The average redundancy loss was assessed following each removed fraction in the weighted network. The average redundancy decreased to half its overall performance after only 20% of nodal removal. Accordingly, after evaluating the network performance and efficiency measures through different classified weighted scenarios, the critical redundant street nodes and intersections were generated and mapped as in Figure 9a. The criterion of critical nodes was mainly based on the average redundancy indices from these nodes to the available hospitals.
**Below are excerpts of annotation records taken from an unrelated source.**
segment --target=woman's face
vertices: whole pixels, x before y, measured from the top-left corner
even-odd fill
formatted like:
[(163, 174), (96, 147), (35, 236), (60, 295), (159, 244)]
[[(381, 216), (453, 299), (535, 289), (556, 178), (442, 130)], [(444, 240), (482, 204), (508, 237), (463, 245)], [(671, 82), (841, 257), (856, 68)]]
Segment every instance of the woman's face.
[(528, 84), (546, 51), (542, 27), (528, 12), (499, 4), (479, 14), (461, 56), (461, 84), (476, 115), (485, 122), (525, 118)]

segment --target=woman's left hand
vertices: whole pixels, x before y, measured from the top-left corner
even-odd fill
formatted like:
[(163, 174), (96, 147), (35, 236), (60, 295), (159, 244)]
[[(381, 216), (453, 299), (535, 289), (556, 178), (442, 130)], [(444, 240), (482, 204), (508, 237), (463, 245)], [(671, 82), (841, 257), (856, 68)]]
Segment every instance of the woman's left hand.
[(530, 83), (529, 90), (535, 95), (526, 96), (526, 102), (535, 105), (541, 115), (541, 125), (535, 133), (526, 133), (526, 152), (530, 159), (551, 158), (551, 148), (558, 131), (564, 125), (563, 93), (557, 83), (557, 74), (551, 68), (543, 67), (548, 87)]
The vulnerable key nodes were all over Beirut. However, most of the clustered nodes were located along the primary roads in the center and extending toward the capital’s west side. Such points possessed low redundancy and constituted around 25% of all the network components. Correspondingly, the remaining nodes were divided into 70% with moderate and 5% with high redundancy levels, respectively. This reflects the need to focus on these exposed areas, which are more susceptible in the case of disasters (Figure 9b).

6. Conclusions

This paper evaluates the vulnerability and criticality of the Beirut transportation network and proposes a predictive methodology to assess its operational resilience under extreme events. By integrating GIS-based spatial data with network theory, the proposed method quantifies structural vulnerabilities and functional capacities, providing targeted guidance to inform strategies for enhancing network resilience.

Engineering resilience is evaluated using centrality and redundancy metrics through quantitative and statistical modeling. The results indicate low redundancy and high sensitivity to even minor disruptions, leading to a rapid decline in overall system performance. Despite some central segments exhibiting moderate robustness, the findings suggest a lack of structurally or functionally resilient components capable of absorbing external stressors. Notably, the Beirut transportation network responds similarly to both random and targeted failure scenarios, a pattern indicative of increased vulnerability. Such findings classify the network as highly vulnerable, underscoring the critical need to understand and address the vulnerability of lifeline infrastructure for disaster preparedness, response planning, and risk mitigation.

Future research should focus on developing adaptive, dynamic vulnerability assessment methods that incorporate real-time data and account for evolving geotechnical, environmental, climatic, and socio-economic conditions. This integration with spatial-network modeling can improve the predictive capacity and operational responsiveness of transportation resilience frameworks. Identifying critical network components and classifying their risk levels will further support effective emergency routing and evacuation planning. Advancing these goals requires close collaboration among infrastructure agencies, urban planners, and emergency management authorities to enable proactive risk reduction, critical asset protection, and the long-term sustainability of urban lifeline systems.